Un investissement stratégique pour le système de soins burkinabè

L’objectif central de cette entente est de consolider les infrastructures nationales pour mieux prévenir et gérer les épidémies. En parallèle de cet appui extérieur, le Burkina Faso s’est engagé à mobiliser 107 millions de dollars issus de ses propres ressources. Cet effort financier témoigne d’une volonté de pérenniser les acquis et de renforcer l’autonomie du système de santé national.

Une part spécifique de 12 millions de dollars sera consacrée à la sécurité sanitaire mondiale.
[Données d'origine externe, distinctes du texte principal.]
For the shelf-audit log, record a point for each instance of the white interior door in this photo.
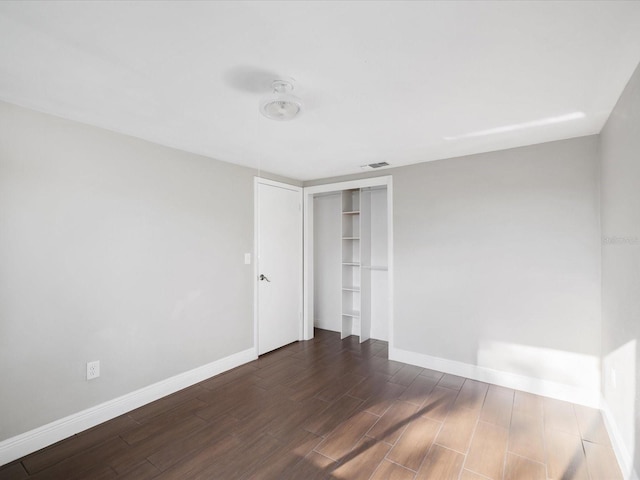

Ces fonds serviront notamment à :

  • Optimiser les réseaux de santé communautaires ;
  • Digitaliser les systèmes de collecte et d’analyse des données médicales ;
  • Équiper les laboratoires pour une détection plus rapide des nouveaux agents pathogènes.

Soutenir les acteurs de terrain et assurer la pérennité

Le partenariat met un accent particulier sur la santé maternelle et infantile, ainsi que sur le renforcement du rôle des agents de santé de première ligne. À terme, le projet prévoit que les techniciens et personnels soignants actuellement financés par les fonds américains rejoignent la fonction publique du Burkina Faso. Cette stratégie vise à bâtir un système résilient capable de protéger les citoyens contre les menaces biologiques transfrontalières.

Un contexte régional contrasté

Si le Burkina Faso valide cette alliance, d’autres nations africaines affichent des positions divergentes. Le Zimbabwe a décliné une offre de 367 millions de dollars pour des raisons de souveraineté. De son côté, la Zambie a émis des réserves, laissant la porte ouverte à de futures négociations sous réserve d’ajustements contractuels.

Une dynamique globale en Afrique

Ces initiatives s’inscrivent dans la vision « America First » pour la santé mondiale. À ce jour, plus de 18 milliards de dollars ont été mobilisés à travers le continent, incluant des contributions américaines et des co-investissements locaux. Outre le Burkina Faso, seize autres pays ont déjà paraphé des accords similaires, parmi lesquels le Bénin, la Côte d’Ivoire, le Sénégal, le Cameroun, le Rwanda et le Nigeria.